Mauro Gardin
- Born: 27 March 1961 (age 64) Padua, Italy

Rugby union career
- Position: Lock

Senior career
- Years: Team / Apps / (Points)
- 1981-1988: Petrarca Rugby

International career
- Years: Team / Apps / (Points)
- 1981-1988: Italy / 25 / (4)

= Mauro Gardin =

Italy international rugby union player

Mauro Gardin (born 27 March 1961, in Padua) is a former Italian rugby union player who played as lock.

Along with Artuso, Farina and Galeazzo in Petrarca's scrum which dominated the Italian rugby scenario in the 1980s (5 scudetti and 1 Coppa Italia), Gardin debuted in the national team in the 1981-82 FIRA Trophy, at Moscow, against Soviet Union (the final result was 12-12).

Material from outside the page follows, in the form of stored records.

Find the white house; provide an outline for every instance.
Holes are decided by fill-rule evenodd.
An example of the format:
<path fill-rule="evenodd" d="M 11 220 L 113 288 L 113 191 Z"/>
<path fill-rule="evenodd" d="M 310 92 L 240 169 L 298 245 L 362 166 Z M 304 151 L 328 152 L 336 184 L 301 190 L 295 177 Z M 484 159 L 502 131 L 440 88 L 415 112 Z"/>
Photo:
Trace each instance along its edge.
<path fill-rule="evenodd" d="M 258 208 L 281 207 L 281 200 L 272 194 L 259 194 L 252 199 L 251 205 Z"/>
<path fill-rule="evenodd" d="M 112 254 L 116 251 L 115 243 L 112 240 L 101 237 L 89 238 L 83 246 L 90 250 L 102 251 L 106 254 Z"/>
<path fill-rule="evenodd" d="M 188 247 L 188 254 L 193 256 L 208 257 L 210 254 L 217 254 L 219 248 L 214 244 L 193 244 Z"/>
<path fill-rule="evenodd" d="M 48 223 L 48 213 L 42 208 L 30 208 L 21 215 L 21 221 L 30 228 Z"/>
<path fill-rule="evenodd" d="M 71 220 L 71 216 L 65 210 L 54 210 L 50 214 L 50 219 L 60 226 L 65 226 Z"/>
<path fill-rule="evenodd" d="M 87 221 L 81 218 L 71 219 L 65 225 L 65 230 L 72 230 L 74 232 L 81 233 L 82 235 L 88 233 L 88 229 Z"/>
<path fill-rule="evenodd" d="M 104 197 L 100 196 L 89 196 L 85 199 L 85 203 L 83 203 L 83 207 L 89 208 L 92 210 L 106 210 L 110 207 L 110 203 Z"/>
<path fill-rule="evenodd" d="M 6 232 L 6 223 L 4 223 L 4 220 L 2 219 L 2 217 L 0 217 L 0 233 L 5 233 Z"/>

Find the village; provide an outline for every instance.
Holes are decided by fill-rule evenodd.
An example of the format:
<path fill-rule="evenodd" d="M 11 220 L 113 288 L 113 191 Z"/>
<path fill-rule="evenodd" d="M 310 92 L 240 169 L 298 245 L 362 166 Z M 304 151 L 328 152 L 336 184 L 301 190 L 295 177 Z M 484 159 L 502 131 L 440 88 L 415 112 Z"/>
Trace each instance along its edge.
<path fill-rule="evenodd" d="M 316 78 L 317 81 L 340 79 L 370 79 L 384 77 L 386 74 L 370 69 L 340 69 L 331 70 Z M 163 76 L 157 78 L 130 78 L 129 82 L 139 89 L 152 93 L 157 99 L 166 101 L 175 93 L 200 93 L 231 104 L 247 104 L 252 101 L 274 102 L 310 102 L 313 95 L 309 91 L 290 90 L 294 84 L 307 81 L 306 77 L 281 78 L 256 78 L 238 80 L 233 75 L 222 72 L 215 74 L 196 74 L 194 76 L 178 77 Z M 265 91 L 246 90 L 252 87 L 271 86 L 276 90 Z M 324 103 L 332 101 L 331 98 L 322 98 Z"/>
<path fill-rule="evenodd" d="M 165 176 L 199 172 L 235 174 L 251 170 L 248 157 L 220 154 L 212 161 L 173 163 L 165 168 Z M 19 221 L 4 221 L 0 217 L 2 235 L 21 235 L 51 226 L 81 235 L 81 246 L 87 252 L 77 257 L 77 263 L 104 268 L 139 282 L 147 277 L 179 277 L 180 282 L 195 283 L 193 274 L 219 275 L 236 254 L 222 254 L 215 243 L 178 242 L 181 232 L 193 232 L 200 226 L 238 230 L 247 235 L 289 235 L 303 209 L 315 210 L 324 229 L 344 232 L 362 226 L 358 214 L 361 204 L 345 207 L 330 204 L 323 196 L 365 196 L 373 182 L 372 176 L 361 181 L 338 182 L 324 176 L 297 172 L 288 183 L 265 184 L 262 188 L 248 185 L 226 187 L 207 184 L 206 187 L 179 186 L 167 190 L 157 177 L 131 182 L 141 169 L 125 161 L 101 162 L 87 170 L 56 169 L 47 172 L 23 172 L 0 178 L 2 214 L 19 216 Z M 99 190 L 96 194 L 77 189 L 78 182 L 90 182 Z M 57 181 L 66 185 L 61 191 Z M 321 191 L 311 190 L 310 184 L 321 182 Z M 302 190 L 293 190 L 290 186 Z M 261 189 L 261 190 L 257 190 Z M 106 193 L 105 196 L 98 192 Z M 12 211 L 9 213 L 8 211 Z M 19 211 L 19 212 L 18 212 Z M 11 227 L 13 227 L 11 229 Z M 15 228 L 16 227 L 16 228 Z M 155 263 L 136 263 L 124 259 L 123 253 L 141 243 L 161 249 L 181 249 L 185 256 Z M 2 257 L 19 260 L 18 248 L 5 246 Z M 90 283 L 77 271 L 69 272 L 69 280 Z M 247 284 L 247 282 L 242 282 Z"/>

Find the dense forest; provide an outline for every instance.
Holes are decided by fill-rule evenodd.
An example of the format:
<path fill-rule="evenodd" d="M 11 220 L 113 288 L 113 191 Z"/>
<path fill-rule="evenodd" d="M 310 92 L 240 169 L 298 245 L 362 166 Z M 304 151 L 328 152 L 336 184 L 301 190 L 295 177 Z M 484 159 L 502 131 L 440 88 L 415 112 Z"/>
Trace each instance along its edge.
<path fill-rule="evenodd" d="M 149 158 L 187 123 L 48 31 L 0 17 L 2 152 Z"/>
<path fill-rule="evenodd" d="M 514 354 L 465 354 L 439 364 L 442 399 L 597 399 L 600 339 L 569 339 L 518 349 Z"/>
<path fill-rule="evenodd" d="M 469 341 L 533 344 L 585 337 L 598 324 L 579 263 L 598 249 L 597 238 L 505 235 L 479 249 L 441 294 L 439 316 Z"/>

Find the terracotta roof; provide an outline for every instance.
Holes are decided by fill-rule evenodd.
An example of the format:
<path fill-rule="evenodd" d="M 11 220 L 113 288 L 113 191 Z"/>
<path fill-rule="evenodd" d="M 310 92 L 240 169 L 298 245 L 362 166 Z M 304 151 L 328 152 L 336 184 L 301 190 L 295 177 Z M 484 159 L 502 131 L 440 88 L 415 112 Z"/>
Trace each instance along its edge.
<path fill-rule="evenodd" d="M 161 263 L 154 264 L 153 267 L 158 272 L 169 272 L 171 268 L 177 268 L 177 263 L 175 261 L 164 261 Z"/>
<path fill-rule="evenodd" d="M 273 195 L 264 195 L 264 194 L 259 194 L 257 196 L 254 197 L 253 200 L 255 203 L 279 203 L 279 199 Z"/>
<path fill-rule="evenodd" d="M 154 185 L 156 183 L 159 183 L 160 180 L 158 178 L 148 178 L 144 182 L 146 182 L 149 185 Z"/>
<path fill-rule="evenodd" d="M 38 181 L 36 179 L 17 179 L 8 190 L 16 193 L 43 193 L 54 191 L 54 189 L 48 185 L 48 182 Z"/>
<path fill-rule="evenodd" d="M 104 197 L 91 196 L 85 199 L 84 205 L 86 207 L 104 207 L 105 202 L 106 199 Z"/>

A very strong lock (almost two metres high), he took part to all the tournament editions until 1986, then, he took part to the 1987 Rugby World Cup playing all the three matches of the tournament.

He ended his international career a year later, against Romania.

Focusing on the technical career after retiring from the player career, in the 2008-09 season, Gardin is the scrum coach of Valsugana Rugby, a club from Padua, which plays in Serie B.